Fate & Destiny – Forgiving our Past, Embracing Roots and accepting what IS

What we are born into is our fate. We are born into a certain family, we are born into a certain physical body. We have a gender. We come in either male or female, straight, gay, bi-sexual or we have some other fate in terms of our gender identification, or perhaps even physical identification as to what our gender is, if we have hermaphrodite or androgynous tendencies or appearance.

The physical package that we’re born into becomes a big part of our fate, especially if we are born into a culture that has rigid rules around the roles of men and women or distorted moral codes that it applies to those who love the same gender. That’s the package that we get, and we’re supposed to do something with it.

We not only get mum and dad, but we get siblings if they’re there, we get a gender, we get a nation that we’re born into.

Our country is part of our fate and the circumstances in our country are part of that. We get a religion or a philosophical teaching, a way of life and a way of looking at the world through our culture’s lens and filter.

We get a culture. We get a set of rules. We get a set of manners. Those sets of manners are also important, because what’s considered polite in one country is deemed very impolite in another country: that alone should inform us that much of what we believe is simply inherited and not the definitive truth. All of that we are born into is part of our fate. Fate is a given, destiny is what we do with it.

When it comes to healing on any level, the most important quality or virtue is courage. In order not to relive our personal, family, national or ethnic history we must have the courage to face our past, or indeed to examine what we are creating in the present. What is absolutely necessary is our willingness to tell and know the absolute truth.

Without this courage to face the absolute truth, all other qualities we consider to be good and virtuous, such as love, forgiveness, acceptance, tolerance, kindness, charity and understanding, are only temporary states of being for none of them can exist in our world unless they are supported by courage.

Likewise, courage does not exist unless fear is present. Fear of judgment, fear of exposure, the fear of being shamed and the fear of being undefended, the very real fear that if we do reveal our light it in some way could be extinguished and we would fade into non-existence.

Without courage we can simply succumb to our fate and allow it to be the cornerstone of our lives, dictating the outcome of every relationship and life experience: in essence, more like a millstone than a solid cornerstone from which to build something that expresses who we truly are, as opposed to the distorted self-view born from our wounding.

However, all of the limiting life patterns that we experience really emerge from resisting that which was given, our fate. Yes, this sounds like a contradiction. In order for us to evolve our fate into a destiny of our choosing, we must first submit to whatever happened, to the fate that was given. We cannot heal what should not have happened, we can only heal what DID happen.

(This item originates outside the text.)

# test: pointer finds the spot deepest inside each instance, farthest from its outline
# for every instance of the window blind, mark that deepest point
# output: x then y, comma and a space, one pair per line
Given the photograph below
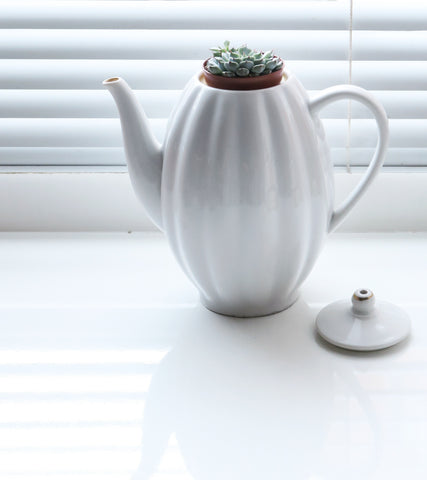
55, 54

This means having the courage to cease resisting what is and what was. It means having the courage to accept everything that befell us in childhood even when it seems so terribly unfair or wrong. Feeling that something is either unfair or wrong does not have the power to change the fact of what actually happened – we simply do not have that power.

However, on the one hand we can long for healing whilst at the same time preaching or complaining that it should never have happened to us, it should never have happened to me. A challenging question can be: why not? Why shouldn’t it have happened to you?

With that I am not suggesting that you deserved it, asked for it, or in some way are only worthy of such treatment, but when we carry ourselves in the world with an attitude that bad things should not happen to us, when clearly we have little to no control of so many of the world’s events, this feeling simply serves to set us apart.

Somehow we make ourselves ‘special’ and look for reasons as to why it should not have happened to us. When we bow with humility to what actually happened, to what DID happen, to what IS, much of our suffering is relieved.

When we cannot accept our fate, we cannot accept ourselves. Our fate forms the building block of who we are, it has set the stage for our development and our direction in life. When we condemn and resist our fate, seeing ourselves as above it, we fall into the trap of never being able to accept ourselves as we are. Something can always be better and no matter what we do or achieve, it is never enough.

We live in a world of opposites, we have up and down, left and right, light and dark and so on and so forth and within life’s lessons lies opposites as well – we live in a world of comparison and our free will allows us to create a life of our choosing.

So no matter where we stand in life, all that is not wanted is an opportunity for us to launch ourselves forward towards what we do want.